A clínica interpôs recurso ordinário solicitando o afastamento da estabilidade provisória concedida à empregada, bem como a exclusão da indenização por dano moral. Alegou que a prova pericial produzida nos autos demonstrou a ausência de causalidade entre a doença da trabalhadora e a atividade prestada no laboratório. Além disso, segundo a empresa, a decisão de primeira instância teria se valido de reportagens da internet, sem confirmação de veracidade, nem observado provas técnicas determinantes.

A empresa alegou também que toma todas as cautelas necessárias para preservar a saúde de seus empregados e que a copeira não mantinha contato com pacientes ou com a coleta de sangue, desenvolvendo seu trabalho unicamente no ambiente administrativo.
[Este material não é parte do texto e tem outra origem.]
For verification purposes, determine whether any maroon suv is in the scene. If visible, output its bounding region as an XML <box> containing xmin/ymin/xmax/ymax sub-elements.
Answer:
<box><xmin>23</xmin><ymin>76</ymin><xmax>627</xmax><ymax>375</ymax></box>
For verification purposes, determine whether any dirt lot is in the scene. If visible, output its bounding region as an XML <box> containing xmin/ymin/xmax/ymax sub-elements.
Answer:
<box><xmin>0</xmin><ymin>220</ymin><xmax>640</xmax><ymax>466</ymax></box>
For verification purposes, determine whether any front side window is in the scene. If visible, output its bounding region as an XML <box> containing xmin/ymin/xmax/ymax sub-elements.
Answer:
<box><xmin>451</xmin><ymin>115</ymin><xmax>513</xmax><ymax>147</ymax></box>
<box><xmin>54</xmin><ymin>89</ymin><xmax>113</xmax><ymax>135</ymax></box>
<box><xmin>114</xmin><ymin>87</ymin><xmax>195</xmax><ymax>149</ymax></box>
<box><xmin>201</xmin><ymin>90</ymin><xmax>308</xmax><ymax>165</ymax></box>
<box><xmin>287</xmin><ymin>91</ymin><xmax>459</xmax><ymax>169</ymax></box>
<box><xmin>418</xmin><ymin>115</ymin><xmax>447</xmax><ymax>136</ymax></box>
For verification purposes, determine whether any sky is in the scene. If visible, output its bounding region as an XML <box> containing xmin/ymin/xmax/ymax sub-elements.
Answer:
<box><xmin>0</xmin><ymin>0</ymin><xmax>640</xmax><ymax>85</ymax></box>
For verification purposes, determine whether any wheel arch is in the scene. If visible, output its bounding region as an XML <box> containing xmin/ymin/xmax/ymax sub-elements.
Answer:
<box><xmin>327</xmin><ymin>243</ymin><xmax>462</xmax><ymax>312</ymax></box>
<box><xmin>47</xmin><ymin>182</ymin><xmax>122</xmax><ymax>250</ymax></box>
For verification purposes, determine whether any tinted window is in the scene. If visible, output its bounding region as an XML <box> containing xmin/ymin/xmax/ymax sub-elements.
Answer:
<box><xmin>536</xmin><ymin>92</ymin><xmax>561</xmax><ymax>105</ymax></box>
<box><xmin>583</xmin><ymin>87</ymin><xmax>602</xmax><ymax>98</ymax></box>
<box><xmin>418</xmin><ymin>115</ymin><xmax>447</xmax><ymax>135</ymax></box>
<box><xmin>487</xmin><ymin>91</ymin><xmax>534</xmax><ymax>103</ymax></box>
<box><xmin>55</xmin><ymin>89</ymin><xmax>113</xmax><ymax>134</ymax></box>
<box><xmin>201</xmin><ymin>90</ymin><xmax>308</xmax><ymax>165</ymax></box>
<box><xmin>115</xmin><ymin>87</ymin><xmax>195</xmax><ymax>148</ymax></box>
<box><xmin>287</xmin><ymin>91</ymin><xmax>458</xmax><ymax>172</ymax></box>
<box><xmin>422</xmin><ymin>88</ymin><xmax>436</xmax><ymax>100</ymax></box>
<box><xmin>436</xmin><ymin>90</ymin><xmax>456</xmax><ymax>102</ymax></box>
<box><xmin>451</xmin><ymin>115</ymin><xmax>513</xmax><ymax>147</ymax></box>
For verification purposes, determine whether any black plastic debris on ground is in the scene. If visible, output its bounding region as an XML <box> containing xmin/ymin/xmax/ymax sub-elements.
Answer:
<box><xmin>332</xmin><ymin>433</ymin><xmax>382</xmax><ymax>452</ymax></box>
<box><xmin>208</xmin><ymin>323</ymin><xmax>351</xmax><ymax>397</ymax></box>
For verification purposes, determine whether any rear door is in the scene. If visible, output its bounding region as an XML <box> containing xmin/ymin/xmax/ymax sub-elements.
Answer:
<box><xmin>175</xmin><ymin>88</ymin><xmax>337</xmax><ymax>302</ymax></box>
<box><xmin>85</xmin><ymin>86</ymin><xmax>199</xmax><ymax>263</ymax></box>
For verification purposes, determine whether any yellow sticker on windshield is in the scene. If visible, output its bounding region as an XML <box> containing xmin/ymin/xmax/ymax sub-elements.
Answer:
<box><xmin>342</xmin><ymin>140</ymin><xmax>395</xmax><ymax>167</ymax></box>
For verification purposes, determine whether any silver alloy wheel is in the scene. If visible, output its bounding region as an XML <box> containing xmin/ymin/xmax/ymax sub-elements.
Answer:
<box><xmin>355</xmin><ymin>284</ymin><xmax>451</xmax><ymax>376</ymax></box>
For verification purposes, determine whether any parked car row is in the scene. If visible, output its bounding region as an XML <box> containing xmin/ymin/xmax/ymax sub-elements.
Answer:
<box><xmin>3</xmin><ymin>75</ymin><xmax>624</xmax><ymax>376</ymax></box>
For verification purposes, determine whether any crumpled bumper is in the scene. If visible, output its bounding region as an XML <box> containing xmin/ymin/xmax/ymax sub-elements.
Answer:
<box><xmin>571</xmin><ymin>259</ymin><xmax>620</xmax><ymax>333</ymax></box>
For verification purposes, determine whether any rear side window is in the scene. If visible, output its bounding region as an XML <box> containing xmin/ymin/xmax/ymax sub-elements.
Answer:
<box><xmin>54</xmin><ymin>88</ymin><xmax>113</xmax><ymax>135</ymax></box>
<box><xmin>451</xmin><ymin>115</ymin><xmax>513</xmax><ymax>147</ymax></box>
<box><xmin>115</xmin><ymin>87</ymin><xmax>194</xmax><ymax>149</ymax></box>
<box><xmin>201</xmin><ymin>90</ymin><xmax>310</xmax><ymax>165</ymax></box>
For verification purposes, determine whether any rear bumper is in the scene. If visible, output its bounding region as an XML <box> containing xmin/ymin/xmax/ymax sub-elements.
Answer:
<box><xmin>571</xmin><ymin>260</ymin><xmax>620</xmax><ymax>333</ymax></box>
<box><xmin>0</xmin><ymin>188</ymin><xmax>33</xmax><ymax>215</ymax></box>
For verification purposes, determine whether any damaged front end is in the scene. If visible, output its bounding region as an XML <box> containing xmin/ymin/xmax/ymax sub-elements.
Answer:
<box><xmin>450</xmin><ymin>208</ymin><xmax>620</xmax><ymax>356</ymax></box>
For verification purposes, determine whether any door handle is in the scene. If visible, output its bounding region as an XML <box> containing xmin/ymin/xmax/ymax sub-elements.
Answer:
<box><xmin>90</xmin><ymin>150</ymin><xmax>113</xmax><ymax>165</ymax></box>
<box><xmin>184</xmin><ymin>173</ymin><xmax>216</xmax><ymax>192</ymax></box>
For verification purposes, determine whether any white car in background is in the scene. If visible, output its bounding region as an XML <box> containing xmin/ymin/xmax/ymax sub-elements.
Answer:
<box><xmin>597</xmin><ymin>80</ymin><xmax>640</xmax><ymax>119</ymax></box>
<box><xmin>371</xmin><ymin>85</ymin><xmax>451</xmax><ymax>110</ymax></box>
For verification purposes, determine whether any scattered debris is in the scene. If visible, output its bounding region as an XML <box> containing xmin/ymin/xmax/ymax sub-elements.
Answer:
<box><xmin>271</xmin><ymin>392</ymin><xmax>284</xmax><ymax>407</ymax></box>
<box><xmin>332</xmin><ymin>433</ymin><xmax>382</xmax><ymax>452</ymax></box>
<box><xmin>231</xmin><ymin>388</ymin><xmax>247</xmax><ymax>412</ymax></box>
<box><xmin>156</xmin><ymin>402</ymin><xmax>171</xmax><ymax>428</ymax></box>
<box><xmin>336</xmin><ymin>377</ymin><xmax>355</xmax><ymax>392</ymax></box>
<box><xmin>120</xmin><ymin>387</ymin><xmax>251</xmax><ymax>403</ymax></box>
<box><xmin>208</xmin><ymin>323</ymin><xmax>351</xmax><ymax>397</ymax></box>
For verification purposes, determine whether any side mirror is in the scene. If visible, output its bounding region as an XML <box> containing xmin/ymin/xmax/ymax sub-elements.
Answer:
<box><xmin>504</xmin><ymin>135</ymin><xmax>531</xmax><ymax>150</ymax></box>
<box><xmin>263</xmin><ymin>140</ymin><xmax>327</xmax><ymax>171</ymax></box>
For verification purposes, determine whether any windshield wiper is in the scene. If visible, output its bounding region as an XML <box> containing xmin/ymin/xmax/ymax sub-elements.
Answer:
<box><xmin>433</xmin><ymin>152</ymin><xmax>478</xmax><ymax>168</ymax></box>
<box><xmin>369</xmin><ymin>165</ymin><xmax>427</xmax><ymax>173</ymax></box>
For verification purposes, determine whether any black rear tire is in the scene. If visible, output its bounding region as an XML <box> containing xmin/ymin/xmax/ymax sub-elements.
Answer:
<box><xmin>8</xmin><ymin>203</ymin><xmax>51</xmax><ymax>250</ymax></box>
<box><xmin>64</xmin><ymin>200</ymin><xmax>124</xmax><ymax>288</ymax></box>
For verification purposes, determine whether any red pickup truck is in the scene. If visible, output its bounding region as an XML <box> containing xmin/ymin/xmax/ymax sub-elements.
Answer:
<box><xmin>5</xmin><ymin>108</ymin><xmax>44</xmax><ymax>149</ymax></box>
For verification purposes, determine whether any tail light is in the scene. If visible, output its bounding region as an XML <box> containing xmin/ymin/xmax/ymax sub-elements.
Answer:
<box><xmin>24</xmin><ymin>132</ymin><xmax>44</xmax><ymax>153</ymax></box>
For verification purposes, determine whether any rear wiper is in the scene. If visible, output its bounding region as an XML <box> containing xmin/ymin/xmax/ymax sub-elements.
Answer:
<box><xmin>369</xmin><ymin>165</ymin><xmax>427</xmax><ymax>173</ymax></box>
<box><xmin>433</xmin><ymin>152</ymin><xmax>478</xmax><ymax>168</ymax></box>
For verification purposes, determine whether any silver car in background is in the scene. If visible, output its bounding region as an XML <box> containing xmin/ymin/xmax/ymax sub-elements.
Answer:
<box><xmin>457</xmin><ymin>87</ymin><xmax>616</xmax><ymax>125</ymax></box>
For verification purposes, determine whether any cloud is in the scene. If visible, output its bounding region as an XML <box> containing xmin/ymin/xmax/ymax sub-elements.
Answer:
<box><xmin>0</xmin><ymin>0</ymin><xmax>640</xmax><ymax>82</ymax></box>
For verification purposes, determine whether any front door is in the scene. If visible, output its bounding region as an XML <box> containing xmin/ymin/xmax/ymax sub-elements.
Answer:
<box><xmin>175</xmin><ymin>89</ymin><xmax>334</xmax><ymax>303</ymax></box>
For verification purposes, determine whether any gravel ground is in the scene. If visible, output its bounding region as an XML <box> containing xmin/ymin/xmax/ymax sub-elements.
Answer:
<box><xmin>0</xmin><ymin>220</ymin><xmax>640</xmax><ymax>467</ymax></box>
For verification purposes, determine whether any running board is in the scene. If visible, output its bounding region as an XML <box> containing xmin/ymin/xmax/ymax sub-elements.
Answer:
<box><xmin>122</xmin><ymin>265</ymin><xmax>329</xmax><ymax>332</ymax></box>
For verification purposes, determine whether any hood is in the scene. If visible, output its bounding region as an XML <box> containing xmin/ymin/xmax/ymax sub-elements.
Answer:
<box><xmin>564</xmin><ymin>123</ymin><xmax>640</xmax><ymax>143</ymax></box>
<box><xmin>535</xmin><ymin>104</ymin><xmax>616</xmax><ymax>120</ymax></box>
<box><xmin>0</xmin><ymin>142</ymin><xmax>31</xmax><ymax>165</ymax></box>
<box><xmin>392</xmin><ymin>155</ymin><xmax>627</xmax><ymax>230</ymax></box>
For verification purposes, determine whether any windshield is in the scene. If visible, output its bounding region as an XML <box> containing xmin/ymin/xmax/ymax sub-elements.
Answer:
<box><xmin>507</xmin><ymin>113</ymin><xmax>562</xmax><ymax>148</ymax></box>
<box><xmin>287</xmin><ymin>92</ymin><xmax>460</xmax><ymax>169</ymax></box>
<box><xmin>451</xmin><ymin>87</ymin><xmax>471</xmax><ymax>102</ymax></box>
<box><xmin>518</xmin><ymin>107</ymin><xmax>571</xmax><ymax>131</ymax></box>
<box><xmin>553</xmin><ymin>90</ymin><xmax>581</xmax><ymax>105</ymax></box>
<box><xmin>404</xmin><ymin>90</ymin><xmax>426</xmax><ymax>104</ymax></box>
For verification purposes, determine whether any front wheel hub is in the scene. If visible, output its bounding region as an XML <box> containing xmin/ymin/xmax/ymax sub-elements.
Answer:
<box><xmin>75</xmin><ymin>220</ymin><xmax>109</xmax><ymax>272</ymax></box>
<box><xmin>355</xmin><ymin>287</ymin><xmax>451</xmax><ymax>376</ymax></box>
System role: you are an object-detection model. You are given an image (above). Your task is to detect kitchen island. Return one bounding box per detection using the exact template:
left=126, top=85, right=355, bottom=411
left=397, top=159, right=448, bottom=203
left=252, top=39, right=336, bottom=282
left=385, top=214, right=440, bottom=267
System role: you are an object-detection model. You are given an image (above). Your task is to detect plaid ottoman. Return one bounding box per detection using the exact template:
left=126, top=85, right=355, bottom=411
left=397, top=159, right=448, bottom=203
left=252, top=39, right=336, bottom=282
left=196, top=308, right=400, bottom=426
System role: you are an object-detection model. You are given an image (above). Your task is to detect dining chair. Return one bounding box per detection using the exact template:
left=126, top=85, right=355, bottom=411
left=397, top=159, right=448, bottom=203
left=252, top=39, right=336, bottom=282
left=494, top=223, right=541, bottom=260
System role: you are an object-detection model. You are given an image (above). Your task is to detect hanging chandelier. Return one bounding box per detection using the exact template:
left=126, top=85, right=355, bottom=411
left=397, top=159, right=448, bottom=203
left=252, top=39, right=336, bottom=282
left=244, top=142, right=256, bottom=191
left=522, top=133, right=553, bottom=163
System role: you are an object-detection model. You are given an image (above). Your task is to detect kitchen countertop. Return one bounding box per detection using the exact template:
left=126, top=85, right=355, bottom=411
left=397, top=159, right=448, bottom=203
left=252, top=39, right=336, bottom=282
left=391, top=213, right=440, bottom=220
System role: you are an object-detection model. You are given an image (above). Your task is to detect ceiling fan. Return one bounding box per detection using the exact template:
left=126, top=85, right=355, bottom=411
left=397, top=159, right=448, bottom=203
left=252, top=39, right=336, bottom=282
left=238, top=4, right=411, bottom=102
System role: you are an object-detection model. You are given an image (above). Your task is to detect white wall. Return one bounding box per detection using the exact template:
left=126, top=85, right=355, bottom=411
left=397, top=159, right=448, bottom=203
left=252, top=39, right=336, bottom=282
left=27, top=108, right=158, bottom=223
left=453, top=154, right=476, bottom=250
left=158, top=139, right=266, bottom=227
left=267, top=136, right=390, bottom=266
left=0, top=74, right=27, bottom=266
Ressaltou que a trabalhadora não ficou inválida, inexistindo sequelas de qualquer espécie, pois desde a sua dispensa teria trabalhado em outros lugares sem restrição. 

Ao analisar o recurso da clínica, a relatora do acórdão observou que o juízo de primeiro grau apreciou a controvérsia de forma detalhada.  A magistrada lembrou que o perito reconheceu a incapacidade da trabalhadora, contrariando resultado do exame médico demissional. “As evidências apontam para a contaminação (...) nas dependências da reclamada, uma vez que a reclamada não tinha a menor preocupação com as normas relativas à segurança e medicina no trabalho, de modo a evitar o contágio do vírus da hepatite C”, concluiu a desembargadora, ressaltando, com base em informações da Fiocruz, que a transmissão ocorre principalmente pelo contato com o sangue, incluindo a possiblidade de acidentes com material contaminado.

A relatora do acórdão ressaltou também que o alto risco da atividade na clínica inverteria o ônus da prova, de forma que a empresa é que deveria comprovar que suas atividades são seguras, e não a copeira. “Não é difícil imaginar o estado de aflição da trabalhadora (...) sem poder prever que havia frascos de sangue dos pacientes, indevidamente armazenados na geladeira, alguns deles quebrados, por culpa do descaso e da fiscalização falha da reclamada. Nesse contexto tem a empregadora o dever de indenizar o dano moral”, concluiu a relatora do acórdão, mantendo o valor de R$ 20 mil e mantendo assim a sentença proferida em primeira instância pela 4ª Vara do Trabalho de Nova Iguaçu.        

Nas decisões proferidas pela Justiça do Trabalho, são admissíveis os recursos enumerados no art. 893 da CLT.